La soupe du soir - Paul Verlaine 0_somm73





La soupe du soir  
"Jadis et naguère" - 1884
Paul Verlaine
Récitant : Michel Favory





Il fait nuit dans la chambre étroite et froide où l’homme
Vient de rentrer, couvert de neige, en blouse, et comme
Depuis trois jours il n’a pas prononcé deux mots,
La femme a peur et fait des signes aux marmots.

Un seul lit, un bahut disloqué, quatre chaises,
Des rideaux jadis blancs conchiés des punaises.
Une table qui va s’écroulant d’un côté, —
Le tout navrant avec un air de saleté.

L’homme, grand front, grands yeux pleins d’une sombre flamme,
A vraiment des lueurs d’intelligence et d’âme,
Et c’est ce qu’on appelle un solide garçon.
La femme, jeune encore, est belle à sa façon.

Mais la Misère a mis sur eux sa main funeste,
Et perdant par degrés rapides ce qui reste
I]n eux de tristement vénérable et d’humain,
Ce seront la femelle et le mâle, demain.

Tous se sont attablés pour manger de la soupe
Et du bœuf, et ce tas sordide forme un groupe
Dont l’ombre à l’infini s’allonge tout autour
De la chambre, la lampe étant sans abat-jour.
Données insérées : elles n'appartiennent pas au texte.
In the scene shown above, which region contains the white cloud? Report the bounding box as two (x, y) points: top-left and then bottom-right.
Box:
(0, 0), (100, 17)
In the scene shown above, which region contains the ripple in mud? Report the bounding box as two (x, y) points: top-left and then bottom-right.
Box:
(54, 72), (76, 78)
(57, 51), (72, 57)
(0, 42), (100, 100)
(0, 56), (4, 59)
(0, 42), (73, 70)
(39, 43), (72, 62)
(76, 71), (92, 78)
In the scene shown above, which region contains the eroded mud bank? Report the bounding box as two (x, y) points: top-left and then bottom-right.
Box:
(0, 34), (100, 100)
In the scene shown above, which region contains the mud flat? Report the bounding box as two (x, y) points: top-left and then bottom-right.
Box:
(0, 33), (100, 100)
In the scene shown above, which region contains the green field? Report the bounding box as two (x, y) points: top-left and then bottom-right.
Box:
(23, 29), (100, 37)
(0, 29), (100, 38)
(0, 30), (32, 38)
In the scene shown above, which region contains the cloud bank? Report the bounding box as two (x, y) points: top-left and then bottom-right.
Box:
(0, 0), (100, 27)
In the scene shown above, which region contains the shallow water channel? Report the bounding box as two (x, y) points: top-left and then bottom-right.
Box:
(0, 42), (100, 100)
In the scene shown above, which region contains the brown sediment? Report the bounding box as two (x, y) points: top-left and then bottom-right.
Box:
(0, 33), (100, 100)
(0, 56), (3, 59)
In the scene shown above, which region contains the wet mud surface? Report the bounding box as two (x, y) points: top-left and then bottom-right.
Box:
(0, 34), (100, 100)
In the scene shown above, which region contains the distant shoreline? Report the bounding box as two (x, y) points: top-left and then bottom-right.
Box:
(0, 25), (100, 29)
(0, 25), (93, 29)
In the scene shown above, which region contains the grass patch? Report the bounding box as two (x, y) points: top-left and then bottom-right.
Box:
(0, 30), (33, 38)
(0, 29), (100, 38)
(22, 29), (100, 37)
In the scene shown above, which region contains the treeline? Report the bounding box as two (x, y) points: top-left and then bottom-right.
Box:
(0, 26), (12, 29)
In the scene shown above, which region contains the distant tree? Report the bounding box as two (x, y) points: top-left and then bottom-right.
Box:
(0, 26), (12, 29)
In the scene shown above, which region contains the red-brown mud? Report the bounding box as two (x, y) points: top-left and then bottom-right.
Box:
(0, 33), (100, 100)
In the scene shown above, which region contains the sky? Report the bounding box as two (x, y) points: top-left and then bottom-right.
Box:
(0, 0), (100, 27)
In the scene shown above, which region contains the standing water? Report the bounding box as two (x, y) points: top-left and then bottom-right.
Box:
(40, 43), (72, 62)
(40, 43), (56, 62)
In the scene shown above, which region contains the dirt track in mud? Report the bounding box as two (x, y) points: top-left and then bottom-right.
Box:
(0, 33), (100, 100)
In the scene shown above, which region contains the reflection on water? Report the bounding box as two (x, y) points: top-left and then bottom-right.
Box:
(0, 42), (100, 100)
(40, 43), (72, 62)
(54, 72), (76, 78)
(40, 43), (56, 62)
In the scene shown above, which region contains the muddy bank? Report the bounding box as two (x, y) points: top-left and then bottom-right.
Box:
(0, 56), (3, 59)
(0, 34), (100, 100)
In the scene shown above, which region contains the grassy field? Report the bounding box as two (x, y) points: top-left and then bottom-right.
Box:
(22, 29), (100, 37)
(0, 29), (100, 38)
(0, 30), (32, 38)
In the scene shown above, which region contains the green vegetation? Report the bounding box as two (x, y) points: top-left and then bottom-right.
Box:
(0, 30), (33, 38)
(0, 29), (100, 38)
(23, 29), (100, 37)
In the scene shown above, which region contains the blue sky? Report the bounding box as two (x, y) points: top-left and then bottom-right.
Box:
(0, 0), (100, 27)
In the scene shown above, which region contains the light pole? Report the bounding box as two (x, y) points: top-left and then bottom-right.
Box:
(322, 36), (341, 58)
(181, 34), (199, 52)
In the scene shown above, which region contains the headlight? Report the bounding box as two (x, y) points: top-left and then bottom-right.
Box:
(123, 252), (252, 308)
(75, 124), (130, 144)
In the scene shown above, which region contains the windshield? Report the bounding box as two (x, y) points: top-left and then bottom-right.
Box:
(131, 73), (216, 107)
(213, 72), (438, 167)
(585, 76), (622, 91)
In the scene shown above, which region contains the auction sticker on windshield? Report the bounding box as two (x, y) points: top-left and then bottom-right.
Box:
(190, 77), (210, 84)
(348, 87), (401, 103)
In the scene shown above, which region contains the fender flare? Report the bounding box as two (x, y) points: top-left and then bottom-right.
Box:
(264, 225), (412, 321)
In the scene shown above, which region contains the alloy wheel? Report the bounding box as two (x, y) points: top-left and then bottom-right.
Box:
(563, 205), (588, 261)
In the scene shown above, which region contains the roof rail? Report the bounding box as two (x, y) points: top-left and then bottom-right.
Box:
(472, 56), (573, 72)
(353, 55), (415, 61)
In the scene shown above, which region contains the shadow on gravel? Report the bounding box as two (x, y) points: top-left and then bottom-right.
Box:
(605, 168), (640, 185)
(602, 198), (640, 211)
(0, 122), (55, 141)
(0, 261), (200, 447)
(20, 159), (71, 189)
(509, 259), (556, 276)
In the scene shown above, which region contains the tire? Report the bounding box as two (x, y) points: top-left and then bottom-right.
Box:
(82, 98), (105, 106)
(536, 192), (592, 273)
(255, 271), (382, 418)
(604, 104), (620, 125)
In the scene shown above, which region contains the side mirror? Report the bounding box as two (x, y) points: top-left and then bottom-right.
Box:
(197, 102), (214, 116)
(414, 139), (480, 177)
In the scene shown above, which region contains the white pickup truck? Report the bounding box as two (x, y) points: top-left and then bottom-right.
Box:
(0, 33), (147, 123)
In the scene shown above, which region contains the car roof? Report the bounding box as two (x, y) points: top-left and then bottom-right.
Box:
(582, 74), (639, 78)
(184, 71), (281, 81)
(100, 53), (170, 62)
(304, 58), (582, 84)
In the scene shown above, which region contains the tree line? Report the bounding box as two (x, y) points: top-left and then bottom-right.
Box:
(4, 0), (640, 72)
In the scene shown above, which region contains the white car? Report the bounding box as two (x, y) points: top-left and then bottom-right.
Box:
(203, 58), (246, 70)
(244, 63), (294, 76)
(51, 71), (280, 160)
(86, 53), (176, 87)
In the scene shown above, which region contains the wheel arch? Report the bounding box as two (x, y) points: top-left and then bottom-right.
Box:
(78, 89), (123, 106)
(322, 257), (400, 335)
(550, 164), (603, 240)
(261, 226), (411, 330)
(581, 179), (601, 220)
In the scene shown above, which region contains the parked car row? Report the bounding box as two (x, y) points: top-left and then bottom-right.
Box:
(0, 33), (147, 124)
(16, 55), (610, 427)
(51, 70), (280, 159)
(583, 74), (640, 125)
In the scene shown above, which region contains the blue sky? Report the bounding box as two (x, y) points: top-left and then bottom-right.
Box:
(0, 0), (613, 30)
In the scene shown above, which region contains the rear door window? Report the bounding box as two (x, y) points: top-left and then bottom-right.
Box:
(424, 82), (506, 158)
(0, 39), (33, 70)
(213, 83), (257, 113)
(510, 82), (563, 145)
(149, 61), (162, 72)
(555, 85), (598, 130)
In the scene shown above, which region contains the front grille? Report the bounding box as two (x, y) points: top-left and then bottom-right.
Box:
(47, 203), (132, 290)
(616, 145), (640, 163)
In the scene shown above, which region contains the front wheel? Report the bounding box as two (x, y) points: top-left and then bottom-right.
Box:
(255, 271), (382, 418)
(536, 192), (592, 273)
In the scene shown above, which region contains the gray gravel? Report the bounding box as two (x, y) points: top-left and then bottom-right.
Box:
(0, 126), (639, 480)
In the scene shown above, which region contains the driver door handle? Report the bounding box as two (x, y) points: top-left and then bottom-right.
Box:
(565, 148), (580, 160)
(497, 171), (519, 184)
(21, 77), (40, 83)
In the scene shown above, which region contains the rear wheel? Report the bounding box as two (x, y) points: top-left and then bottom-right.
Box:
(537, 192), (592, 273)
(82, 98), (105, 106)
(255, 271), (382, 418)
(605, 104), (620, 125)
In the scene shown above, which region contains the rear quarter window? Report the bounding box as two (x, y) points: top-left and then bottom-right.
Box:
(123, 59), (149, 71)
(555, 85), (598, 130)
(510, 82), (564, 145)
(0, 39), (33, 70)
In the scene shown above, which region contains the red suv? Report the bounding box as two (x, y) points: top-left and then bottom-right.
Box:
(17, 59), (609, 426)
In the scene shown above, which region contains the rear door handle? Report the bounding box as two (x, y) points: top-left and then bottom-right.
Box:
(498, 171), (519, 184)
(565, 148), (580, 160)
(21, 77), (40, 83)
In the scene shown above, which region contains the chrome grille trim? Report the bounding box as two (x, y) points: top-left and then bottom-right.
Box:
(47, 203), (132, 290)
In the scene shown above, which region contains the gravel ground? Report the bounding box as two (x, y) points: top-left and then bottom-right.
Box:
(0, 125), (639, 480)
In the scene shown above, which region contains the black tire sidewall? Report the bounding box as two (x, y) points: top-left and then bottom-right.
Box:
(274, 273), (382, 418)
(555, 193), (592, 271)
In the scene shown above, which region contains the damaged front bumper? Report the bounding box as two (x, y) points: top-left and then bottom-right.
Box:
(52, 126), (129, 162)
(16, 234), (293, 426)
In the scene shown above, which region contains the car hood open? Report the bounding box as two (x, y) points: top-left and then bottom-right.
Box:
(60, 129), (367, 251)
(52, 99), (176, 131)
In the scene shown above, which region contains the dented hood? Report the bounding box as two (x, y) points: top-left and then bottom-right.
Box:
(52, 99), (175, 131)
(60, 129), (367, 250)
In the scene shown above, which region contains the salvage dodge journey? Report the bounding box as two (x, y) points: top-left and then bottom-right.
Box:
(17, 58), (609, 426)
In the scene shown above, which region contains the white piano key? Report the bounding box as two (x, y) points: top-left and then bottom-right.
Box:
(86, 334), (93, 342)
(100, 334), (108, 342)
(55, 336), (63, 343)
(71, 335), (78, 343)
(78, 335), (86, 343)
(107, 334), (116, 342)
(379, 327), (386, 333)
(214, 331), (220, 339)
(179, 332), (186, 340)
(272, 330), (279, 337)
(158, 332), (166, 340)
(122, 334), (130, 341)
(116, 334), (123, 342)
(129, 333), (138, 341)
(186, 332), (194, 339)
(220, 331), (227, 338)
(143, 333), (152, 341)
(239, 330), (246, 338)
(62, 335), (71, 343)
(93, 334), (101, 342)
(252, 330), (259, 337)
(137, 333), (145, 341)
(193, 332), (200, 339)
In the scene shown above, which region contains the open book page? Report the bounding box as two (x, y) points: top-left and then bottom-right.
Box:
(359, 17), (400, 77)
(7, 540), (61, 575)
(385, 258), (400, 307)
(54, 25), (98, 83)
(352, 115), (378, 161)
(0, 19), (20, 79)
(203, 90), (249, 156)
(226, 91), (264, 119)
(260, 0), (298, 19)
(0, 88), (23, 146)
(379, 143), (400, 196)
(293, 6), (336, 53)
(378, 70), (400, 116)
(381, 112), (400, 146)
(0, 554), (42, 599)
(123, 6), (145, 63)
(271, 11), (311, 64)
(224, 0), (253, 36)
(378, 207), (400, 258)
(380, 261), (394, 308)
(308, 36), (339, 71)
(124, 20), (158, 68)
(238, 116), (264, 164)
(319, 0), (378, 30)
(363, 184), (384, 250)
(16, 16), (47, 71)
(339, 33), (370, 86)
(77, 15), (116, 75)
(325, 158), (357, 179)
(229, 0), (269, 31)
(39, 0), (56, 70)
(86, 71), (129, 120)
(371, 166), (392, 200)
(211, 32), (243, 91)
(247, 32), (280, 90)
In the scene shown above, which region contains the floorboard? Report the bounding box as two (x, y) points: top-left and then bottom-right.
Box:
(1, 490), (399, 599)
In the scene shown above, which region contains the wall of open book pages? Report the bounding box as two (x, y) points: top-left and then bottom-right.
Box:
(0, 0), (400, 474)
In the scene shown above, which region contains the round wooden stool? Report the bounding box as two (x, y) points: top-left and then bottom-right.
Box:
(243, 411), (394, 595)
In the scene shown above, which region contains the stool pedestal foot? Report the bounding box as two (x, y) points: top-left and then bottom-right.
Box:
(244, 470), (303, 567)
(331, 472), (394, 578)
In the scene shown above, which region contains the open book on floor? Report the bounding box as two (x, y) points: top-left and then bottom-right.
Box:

Les enfants sont petits et pâles, mais robustes
En dépit des maigreurs saillantes de leurs bustes,
Qui disent les hivers passés sans feu souvent
Et les étés subits dans un air étouffant.

Non loin d’un vieux fusil rouillé qu’un clou supporte
Et que la lampe fait luire d’étrange sorte,
Quelqu’un qui chercherait longtemps dans ce retrait
Avec l’œil d’un agent de police verrait

Empilés dans le fond de la boiteuse armoire
Quelques livres poudreux de « science » et « d’histoire »,
Et, sous le matelas, cachés avec grand soin,
Des romans capiteux cornés à chaque coin.

Ils mangent cependant. L’homme, morne et farouche,
Porte la nourriture écœurante à sa bouche
D’un air qui n’est rien moins nonobstant que soumis,
Et son eustache semble à d’autres soins promis.

La femme pense à quelque ancienne compagne,
Laquelle a tout, voiture et maison de campagne,
Tandis que les enfants, leurs poings dans leurs yeux clos,
Ronflant sur leur assiette, imitent des sanglots.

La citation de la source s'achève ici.